چكيده به لاتين
This study analyzes textual data from social media platforms and news outlets to understand public reactions and media representations of transportation events, focusing on safety issues in various transportation modes, including rail, road, air, and sea. Using advanced text mining techniques and natural language processing (NLP), the study aims to uncover patterns, sentiments, and biases in discourse related to transportation safety. The analysis identifies key topics and sentiments expressed in user-generated content and news articles, and examines the temporal distribution of these topics to identify emerging trends and shifts in public opinion and media representation.
The extracted data from platforms such as X (formerly Twitter), Instagram, and news media cover five-year, three-month, and one-year periods, respectively. The data were processed using natural language processing techniques. ParsBERT was employed for sentiment analysis, and the data were preprocessed with the Hazm tool, which included tokenization, normalization, and the removal of stop words. Visualization techniques such as word clouds were used to display key patterns. In sentiment analysis, ParsBERT results showed that most posts were neutral. Specifically, on X, 88% of posts were neutral and 12% negative; on Instagram, 80.7% of posts were neutral and 19.3% negative; and in the media, 88.1% were neutral and 11.9% negative. In contrast, in simple sentiment analysis, the proportion of positive posts was significantly higher.
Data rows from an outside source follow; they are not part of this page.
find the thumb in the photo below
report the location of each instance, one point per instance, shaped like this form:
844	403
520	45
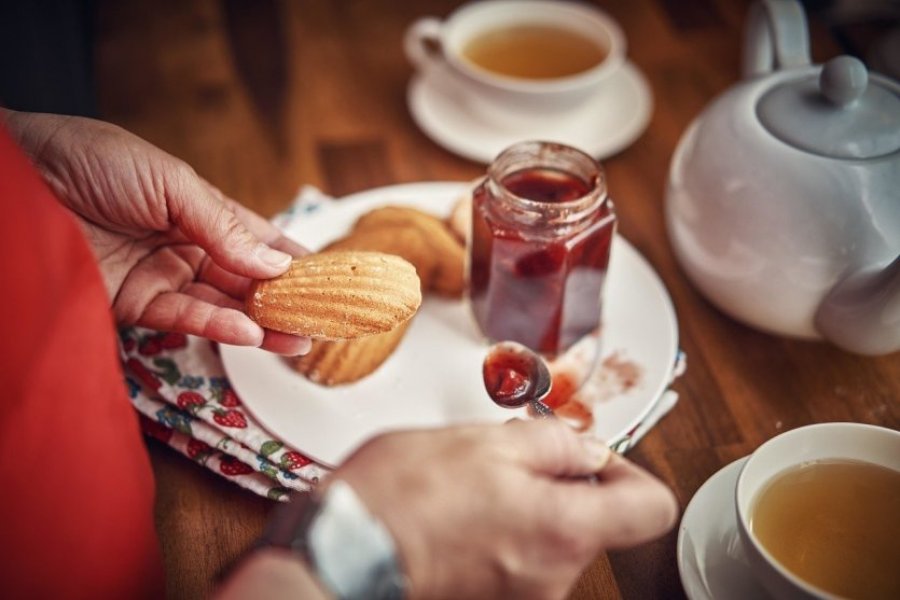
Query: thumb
207	218
551	447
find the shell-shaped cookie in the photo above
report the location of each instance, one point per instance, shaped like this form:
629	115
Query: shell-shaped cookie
337	295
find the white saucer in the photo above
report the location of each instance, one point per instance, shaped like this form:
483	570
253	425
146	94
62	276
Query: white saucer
609	123
711	559
434	377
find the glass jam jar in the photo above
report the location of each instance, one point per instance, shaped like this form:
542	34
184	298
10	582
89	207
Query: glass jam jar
542	225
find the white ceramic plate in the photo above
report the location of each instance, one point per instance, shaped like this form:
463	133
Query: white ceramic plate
711	559
610	122
434	377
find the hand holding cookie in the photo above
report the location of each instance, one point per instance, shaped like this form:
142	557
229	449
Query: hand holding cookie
337	296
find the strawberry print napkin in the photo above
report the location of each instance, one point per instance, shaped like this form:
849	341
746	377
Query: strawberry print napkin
184	399
179	388
177	384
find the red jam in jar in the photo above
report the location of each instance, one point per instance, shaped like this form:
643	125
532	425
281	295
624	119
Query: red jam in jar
542	226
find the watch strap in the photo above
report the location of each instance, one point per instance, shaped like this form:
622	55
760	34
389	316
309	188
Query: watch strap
351	551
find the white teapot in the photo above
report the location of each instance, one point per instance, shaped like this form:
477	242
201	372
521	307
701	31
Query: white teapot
783	202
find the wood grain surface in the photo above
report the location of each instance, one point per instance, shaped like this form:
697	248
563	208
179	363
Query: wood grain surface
262	97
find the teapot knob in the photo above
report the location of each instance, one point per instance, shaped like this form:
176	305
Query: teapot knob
843	80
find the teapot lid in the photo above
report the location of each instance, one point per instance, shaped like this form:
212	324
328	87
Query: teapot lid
840	114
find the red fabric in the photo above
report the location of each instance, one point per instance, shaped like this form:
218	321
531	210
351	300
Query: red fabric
76	487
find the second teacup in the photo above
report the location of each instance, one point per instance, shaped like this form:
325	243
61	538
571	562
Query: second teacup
817	512
513	61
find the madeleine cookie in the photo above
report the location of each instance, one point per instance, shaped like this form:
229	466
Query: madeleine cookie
346	361
337	295
406	242
447	251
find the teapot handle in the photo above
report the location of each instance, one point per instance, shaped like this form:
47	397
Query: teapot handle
776	36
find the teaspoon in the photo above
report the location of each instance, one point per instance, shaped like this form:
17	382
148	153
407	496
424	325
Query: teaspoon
514	376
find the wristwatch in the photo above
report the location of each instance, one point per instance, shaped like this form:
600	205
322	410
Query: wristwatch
349	550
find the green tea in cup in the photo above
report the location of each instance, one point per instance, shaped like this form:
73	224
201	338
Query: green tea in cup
835	524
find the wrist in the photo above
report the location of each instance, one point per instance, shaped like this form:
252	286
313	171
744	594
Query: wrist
351	552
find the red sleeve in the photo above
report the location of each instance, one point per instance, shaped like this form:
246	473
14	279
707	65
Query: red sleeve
76	506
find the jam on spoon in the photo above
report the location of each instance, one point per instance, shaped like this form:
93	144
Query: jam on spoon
515	376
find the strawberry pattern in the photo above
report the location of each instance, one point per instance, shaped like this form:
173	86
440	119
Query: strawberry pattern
178	386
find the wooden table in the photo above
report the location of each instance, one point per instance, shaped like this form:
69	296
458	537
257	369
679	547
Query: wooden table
261	97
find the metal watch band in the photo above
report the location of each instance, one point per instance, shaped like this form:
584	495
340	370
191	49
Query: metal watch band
350	551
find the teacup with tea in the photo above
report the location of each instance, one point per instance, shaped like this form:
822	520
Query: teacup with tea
819	512
513	61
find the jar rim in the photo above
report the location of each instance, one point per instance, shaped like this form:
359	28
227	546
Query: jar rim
550	155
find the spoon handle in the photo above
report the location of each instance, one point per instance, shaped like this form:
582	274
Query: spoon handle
543	411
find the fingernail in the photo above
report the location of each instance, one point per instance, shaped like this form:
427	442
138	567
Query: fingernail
273	257
598	451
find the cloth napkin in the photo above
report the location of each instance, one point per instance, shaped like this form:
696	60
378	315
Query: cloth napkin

This study develops a framework for using social media analysis to enhance situational awareness and analyze user sentiments on transportation-related issues discussed on platforms such as X, Instagram, and news media. Techniques like Latent Dirichlet Allocation (LDA) were used to categorize topics related to transportation challenges. Through case studies, this research demonstrates the effectiveness of the proposed framework in providing timely and relevant information for identifying and responding to transportation challenges. The results of topic modeling indicate that each communication platform addresses transportation issues in a distinct way. On X, users react quickly to everyday issues such as accidents and air pollution, using the platform to express immediate concerns and analyze ongoing events. Instagram, with its focus on visual and emotional content, is more dedicated to sharing users' personal experiences with transportation problems, fostering an emotional connection between users and transportation services. In contrast, the media focuses on broader structural issues, such as infrastructure and air pollution, playing a key role in shaping public opinion and influencing transportation policy. These differences show that each platform can be a powerful tool for managing transportation challenges and providing public feedback. The topic modeling results clearly indicate that X offers much more real-time information about transportation-related challenges and issues compared to Instagram and news outlets.
The findings emphasize the importance of integrating real-time social and news data into traditional transportation monitoring systems. This integration offers a cost-effective approach to improving incident response, enhancing public safety, and reducing disruptions in transportation systems. By understanding the complex dynamics of public perception and media framing in transportation safety, this research provides valuable insights for transportation authorities and policymakers to improve situational awareness, communication strategies, and policy interventions.